Sacred song and dance

A performance of the Pungmul Farmers' Dance at a temple in KoreaLanguage, history and cultural studies formed the first mission challenge when I arrived in South Korea in the late 1960s as one of a group of 10 newly ordained Columbans. A big blessing for us was attending a newly created Franciscan language school. Post Vatican II, the Franciscans set up schools staffed by professional linguists to serve missionaries in many countries.

I was curious about all things cultural. Even though the nation was still suffering the effects of war and social change, in the cities and countryside it held many traditional festivals. Some were for fun, but many were religious in nature.

The first festival I attended was at a temple dedicated to Confucius. The extremely formal offering of various types of food and the recitation of verses formed the heart of the ceremony; ordered and restrained in the spirit of Confucian teaching.

I was surprised when a large group of young men began to dance. They were evenly spaced in the form of a large square. The slow moving choreography was marked by the equally slow beat of hammers on wood. The dance and the percussion were hypnotic.

Visiting a spring festival in a provincial town, I first witnessed the Farmers Dance. Its style and spirit were totally opposite to the Confucian Dance. Tin whistles and brass cymbals, skin covered hourglass drums and tambourines created the music: loud and fast, happy and carrying a strong beat. Young people in traditional farmers dress danced, spinning and leaping. They had a spindle attached tightly to their headgear with bright ribbons streaming. These flashed as the dancers twirled.

Different again was a performance of the Monks Drum Dance.
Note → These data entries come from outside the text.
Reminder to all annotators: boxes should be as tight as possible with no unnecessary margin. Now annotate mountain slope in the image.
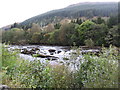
[20,2,118,26]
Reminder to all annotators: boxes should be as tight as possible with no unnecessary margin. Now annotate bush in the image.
[85,39,94,47]
[77,47,118,88]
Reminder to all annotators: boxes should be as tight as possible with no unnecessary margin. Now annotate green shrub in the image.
[77,47,118,88]
[85,39,94,47]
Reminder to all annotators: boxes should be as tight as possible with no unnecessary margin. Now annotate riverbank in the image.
[2,46,118,88]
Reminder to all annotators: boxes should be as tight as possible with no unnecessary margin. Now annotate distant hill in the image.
[20,2,118,27]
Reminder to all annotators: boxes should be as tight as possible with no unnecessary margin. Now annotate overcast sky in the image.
[0,0,119,27]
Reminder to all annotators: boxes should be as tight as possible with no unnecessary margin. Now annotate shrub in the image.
[85,39,94,47]
[77,47,118,88]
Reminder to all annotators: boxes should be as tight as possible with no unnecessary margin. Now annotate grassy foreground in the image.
[0,45,120,88]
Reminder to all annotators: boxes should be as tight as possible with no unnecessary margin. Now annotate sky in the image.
[0,0,119,28]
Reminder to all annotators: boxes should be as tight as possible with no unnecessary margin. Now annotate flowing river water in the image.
[7,45,99,70]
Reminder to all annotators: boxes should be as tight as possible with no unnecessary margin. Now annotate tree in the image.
[59,23,75,45]
[97,17,105,24]
[76,18,82,25]
[108,16,118,28]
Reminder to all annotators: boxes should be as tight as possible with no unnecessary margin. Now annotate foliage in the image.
[78,46,119,88]
[2,17,120,47]
[85,39,94,47]
[2,46,119,88]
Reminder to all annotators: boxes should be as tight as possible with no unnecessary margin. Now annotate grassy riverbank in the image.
[1,46,120,88]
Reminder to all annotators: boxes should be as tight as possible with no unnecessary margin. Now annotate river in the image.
[8,45,99,69]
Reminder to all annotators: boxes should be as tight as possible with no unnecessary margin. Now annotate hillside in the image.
[20,2,118,26]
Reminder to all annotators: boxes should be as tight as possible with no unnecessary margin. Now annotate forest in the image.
[2,16,120,46]
[0,2,120,90]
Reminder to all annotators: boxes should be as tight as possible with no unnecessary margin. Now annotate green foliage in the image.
[77,47,119,88]
[2,46,119,88]
[85,39,94,47]
[20,2,118,27]
[105,26,120,46]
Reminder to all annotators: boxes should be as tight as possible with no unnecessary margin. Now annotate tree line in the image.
[2,16,120,46]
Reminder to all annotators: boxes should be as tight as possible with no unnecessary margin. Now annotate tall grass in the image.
[2,46,119,88]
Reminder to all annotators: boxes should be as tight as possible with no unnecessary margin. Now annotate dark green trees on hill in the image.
[2,16,120,46]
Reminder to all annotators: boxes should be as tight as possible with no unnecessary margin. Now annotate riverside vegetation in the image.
[1,45,120,88]
[0,3,120,88]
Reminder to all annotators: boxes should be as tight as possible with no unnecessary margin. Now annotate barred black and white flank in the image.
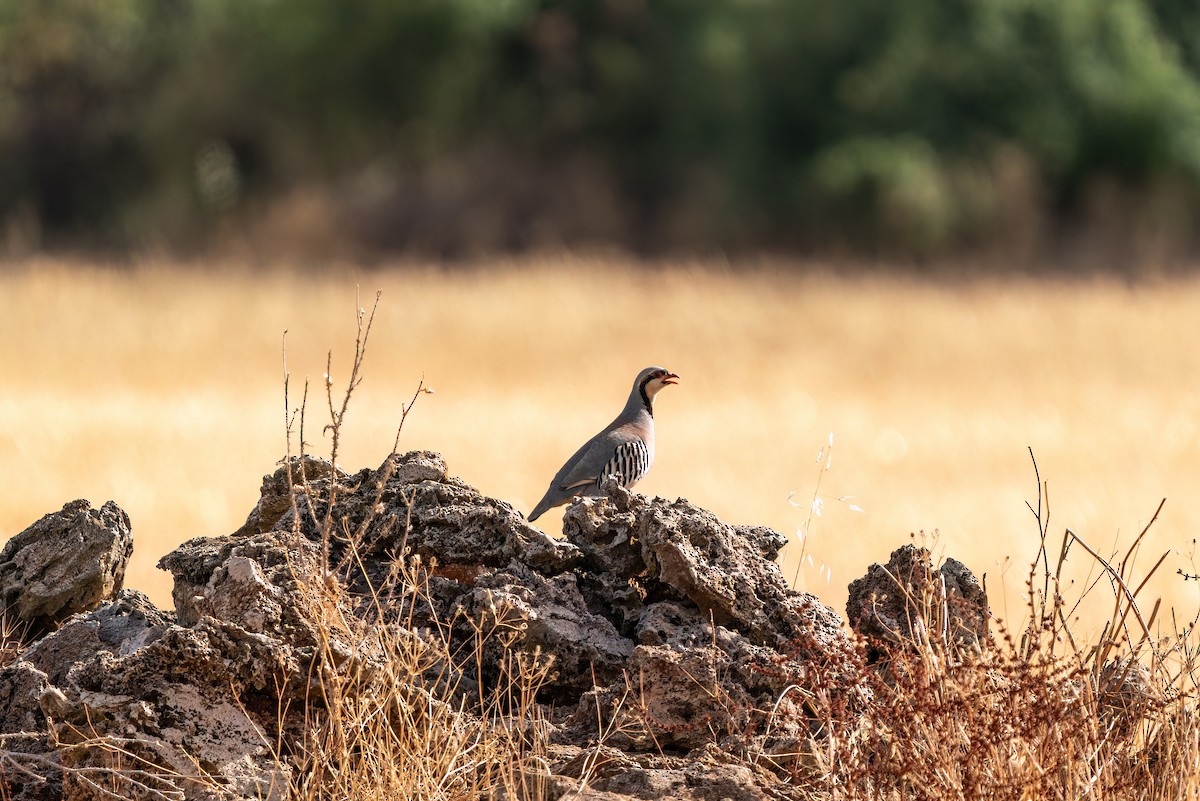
[529,367,679,522]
Some Buddhist monasteries use dance as a form of choreographed meditation. The monks form a line with a large two-sided drum between each of them. They spin in a fast dance as they hit the drum on its sides to create controlled, alternatively slow and fast rhythms.

Theatre venues now feature female dancers performing the traditional Monks Drum Dance to the delight of tourists. These retinues often include some formal Court Dancing. They feature colourful courtly dress and circles of swirling dancers carrying fans, all part of the entertainment. The accompanying music features a plucked 12-stringed zither-like instrument placed across the knees called a kayagum, accompanied by a small cello-like instrument played with a bow.

Korean religious experience carries distinct layers. Each gives meaning to particular moments in life: connection with the spirits active in nature, a Buddhist way of understanding birth and death, orderly ethical behaviour according to Confucian norms, and to appear modern, an adoption of Christian and secular western ways. These multiple layers often exist in the one person at the same time.

The most basic religious experience for Korean people, expressions of the religion of nature and the rituals of shamans in society, are often the last things that missionaries witness.

In Korea, the sharman is a woman. Usually male-like and dressed in colourful robes, she punctuates her ritualised swirling with piercing chants as she talks to the spirits. Her role is to manipulate the spirits: banish the evil ones and invite the benevolent to bring good fortune to the person financing the ritual.

Announcements that the Sydney Sacred Music Festival will be back live in 2022 prompted me to recall the experiences of dance and music in Korean religious experience, and to cast my mind back to Catholic life in an Australian country parish half a century ago.

Benediction had music and swirling cloaks, plus prayers of petition; Mass had priest and altar boys ascending and descending steps, swinging thuribles and splashing holy water; processions had singing and movement, carrying of candles and scattering of rose petals. I am inclined to suspect that recent Christian practice in Australia has lost its colour, and the local Church has failed to embrace the religious practices of a multicultural Church.

Columban Fr Charlie Rue lives in Australia.